Apple campus 2.0: not your average office building


Christian Berger, Staff Writer

Have you ever wondered where the idea of your iPhone or iPad was conjured up? The construction of Apple’s new campus in Cupertino is now fully underway, and some have gained an exclusive look into what’s going on behind closed doors.

At first, the fence at the intersection of the town’s Homestead and North Tantau Avenues appears to be just another booming South Bay development project. Little did some people know, however, that this would be one of the most important building projects in technology history.

Apple Campus 2, shaped like a gigantic ring, is said to spread across 2.8 million square feet between its 4 floors and encompass 176 acres in the heart of Cupertino. It will house over 12,000 employees and an environmentally-friendly complex with 7,000 trees. The $5 billion project is scheduled for completion in late 2016.
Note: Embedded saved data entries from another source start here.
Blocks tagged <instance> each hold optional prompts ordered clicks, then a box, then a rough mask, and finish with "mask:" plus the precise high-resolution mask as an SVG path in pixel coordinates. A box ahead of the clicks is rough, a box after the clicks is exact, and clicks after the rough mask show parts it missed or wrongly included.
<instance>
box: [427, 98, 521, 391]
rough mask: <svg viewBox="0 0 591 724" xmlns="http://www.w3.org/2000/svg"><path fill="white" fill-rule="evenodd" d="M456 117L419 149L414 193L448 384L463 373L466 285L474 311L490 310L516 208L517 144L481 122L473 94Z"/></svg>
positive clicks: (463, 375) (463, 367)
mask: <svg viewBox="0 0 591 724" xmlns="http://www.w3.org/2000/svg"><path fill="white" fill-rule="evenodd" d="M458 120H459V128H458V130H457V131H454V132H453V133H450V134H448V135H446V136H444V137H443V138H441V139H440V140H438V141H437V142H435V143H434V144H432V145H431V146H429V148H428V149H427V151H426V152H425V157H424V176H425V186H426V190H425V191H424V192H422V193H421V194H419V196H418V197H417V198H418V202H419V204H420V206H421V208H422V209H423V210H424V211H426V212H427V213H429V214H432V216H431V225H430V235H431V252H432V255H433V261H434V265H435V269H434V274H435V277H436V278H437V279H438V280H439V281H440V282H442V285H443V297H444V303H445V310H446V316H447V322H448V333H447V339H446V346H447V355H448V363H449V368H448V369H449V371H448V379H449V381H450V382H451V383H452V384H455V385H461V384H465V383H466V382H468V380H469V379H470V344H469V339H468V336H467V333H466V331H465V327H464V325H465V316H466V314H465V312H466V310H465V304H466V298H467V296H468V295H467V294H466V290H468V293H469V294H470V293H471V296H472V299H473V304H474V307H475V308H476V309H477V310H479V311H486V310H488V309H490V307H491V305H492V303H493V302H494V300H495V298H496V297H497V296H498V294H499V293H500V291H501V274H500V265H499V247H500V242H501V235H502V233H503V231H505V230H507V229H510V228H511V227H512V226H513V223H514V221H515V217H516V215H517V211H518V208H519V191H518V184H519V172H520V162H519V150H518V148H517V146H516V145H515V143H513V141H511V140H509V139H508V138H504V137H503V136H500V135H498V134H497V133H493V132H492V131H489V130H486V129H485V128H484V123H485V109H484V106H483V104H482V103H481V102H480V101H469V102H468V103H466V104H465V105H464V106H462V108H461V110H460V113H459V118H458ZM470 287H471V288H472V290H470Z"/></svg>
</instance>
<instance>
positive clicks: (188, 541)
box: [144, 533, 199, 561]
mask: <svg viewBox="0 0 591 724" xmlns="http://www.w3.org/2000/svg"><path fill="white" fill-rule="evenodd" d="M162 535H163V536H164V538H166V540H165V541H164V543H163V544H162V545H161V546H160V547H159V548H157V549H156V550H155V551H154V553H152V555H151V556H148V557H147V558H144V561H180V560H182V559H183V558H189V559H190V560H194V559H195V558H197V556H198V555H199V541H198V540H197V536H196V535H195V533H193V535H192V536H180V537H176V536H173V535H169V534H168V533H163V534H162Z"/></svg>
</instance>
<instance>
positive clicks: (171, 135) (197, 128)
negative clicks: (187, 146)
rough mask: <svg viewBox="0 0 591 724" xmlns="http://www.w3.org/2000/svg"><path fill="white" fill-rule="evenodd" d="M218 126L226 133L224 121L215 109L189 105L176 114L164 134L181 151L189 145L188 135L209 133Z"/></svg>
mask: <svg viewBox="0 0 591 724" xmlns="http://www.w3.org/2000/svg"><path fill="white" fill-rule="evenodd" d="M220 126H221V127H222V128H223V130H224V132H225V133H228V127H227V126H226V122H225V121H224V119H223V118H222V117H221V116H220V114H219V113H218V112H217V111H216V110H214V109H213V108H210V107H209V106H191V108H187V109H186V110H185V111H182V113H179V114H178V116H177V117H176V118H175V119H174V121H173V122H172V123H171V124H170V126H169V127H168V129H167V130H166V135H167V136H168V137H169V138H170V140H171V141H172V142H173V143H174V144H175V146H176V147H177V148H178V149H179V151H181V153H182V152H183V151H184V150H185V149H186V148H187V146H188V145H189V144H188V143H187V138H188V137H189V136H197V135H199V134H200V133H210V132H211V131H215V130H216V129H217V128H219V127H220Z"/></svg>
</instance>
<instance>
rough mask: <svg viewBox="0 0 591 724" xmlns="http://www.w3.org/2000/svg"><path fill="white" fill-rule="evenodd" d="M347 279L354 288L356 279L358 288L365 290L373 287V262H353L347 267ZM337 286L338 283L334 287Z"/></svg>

One person itching to get a sneak peek was Jason McMinn, a San Francisco-based software developer and founder of LocusLabs. McMinn flew his DJI Phantom drone, with a GoPro camera attached, 400 feet straight up into the sky. The result was a full birds-eye view of the massive construction site, which had been separated from the outside world for what seemed like forever.

“I’ve been watching it all unfold since the beginning,” McMinn said, noting that the late Steve Jobs introduced this campus plan in 2006. “I’m a huge Apple fan.”

Of course, there are several regulations that would seem to restrict such an activity. McMinn kept the drone under 400 feet in compliance with Federal Aviation Administration laws, and he avoided airport no-fly zones. Also, any airspace above 83 feet is no longer private property, which means hobbyists are allowed to fly drones almost anywhere, provided they follow the aforementioned FAA regulations.

The fenced-off construction site makes it difficult for anyone to get a ground-level view of Apple Campus 2’s progress. McMinn posted the flyover video on YouTube hoping to satisfy people’s curiosity, and he did just that: it received over 1.3 million views and 500 comments within six days.